Omicidio/suicidio a Rende, i nomi delle vittime e le parole dei Carabinieri

É stato il fratello dell’uomo a dare l’allarme quando il commerciante non si é presentato stamattina nel negozio di telefonia e strumenti musicali che i due gestivano insieme a Cosenza.

Quattro cadaveri sono stati trovati in un appartamento a Rende. Si tratta di padre, madre e due figli. Secondo una prima ipotesi potrebbe trattarsi di un caso di omicidio- suicidio. Nell’appartamento i carabinieri hanno trovato una pistola che sarebbe l’arma usata per compiere la strage. Il responsabile – fanno sapere gli uomini dell’Arma – sarebbe il titolare di un negozio di strumenti musicali. Si tratta di Salvatore Giordano. Il triplice omicidio ed il suicidio sono avvenuti in una villetta singola in via Malta, in contrada Cutura di Rende dove viveva la famiglia dell’uomo ed i suoi genitori.

La tragedia sarebbe avvenuta la notte scorsa. Alcuni familiari, che vivono vicini, avrebbero detto di avere sentito dei botti e di essere andati a controllare senza ricevere risposta. Oggi alle 14 sono tornati ed hanno fatto la scoperta. I figli, Giovanni e Cristiana, erano poco più che ventenni. Sul posto sono intervenuti il procuratore di Cosenza Mario Spagnuolo ed il comandante provinciale dei carabinieri Piero Sutera.

Nella villetta in cui sono stati trovati i cadaveri di Salvatore Giordano, della moglie e dei due figli abitano anche i genitori ed un fratello del commerciante. É stato il fratello di Giordano a dare l’allarme quando il commerciante non si é presentato stamattina nel negozio di telefonia e strumenti musicali che i due gestivano insieme a Cosenza.

L’uomo ha suonato alla porta d’ingresso dell’abitazione del fratello, senza ricevere risposte, ed ha chiamato i vigili del fuoco per fargli aprire la porta.

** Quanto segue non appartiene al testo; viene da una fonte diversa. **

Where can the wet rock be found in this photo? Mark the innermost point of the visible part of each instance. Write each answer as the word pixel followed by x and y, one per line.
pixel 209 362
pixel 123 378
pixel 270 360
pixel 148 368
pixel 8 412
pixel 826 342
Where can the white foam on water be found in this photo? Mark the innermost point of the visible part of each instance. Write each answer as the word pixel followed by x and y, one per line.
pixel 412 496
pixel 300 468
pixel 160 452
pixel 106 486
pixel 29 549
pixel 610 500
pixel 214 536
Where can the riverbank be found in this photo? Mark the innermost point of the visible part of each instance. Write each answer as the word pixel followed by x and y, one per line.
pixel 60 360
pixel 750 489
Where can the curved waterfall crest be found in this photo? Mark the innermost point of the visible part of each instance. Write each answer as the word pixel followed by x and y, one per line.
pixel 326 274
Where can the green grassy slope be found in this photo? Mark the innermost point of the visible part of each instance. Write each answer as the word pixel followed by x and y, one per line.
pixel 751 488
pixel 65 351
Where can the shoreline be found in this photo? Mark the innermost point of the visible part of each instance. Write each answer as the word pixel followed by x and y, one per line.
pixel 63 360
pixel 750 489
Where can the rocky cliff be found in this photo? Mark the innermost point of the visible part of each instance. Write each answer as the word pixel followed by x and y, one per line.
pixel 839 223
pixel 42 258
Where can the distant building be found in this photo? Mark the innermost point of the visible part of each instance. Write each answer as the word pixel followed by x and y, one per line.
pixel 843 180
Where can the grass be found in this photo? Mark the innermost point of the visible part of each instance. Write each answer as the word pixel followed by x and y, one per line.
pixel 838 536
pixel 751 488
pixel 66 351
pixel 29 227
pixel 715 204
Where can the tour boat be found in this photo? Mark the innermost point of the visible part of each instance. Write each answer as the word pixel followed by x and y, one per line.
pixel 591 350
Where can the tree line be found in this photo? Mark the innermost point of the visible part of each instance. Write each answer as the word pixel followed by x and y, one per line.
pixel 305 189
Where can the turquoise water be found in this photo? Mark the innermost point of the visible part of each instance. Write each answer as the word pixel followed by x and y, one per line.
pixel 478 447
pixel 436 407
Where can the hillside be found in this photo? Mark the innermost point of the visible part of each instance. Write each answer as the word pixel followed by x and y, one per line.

Dopo che i vigili l’hanno sfondata sono stati trovati i quattro cadaveri, a poca distanza l’uno dall’altro. La morte dei quattro risalirebbe alla tarda serata di ieri.

É tuttavia ancora da chiarire la dinamica dell’omicidio-suicidio che a Rende ha provocato la morte di Salvatore Giordano, della moglie, Francesca Vilardi, e dei due figli della coppia, Cristiana, di 31, e Giovanni, di 26. Non c’é alcuna certezza, infatti, secondo i carabinieri della Compagnia di Rende ed i magistrati della Procura di Cosenza che sono sul posto, che a sparare contro la moglie e i due figli sia stato Salvatore Giordano. L’ipotesi che sia stato Giordano a compiere la strage é verosimile, ma per averne la certezza si attende l’esito degli esami balistici e dello stub sui cadaveri. Le indagini sono condotte dal Pm Domenico Frascino e dell’Arma dei Carabinieri di Cosenza, in campo Nucleo Investigativa, Compagnia di Rende e Squadra Scientifica.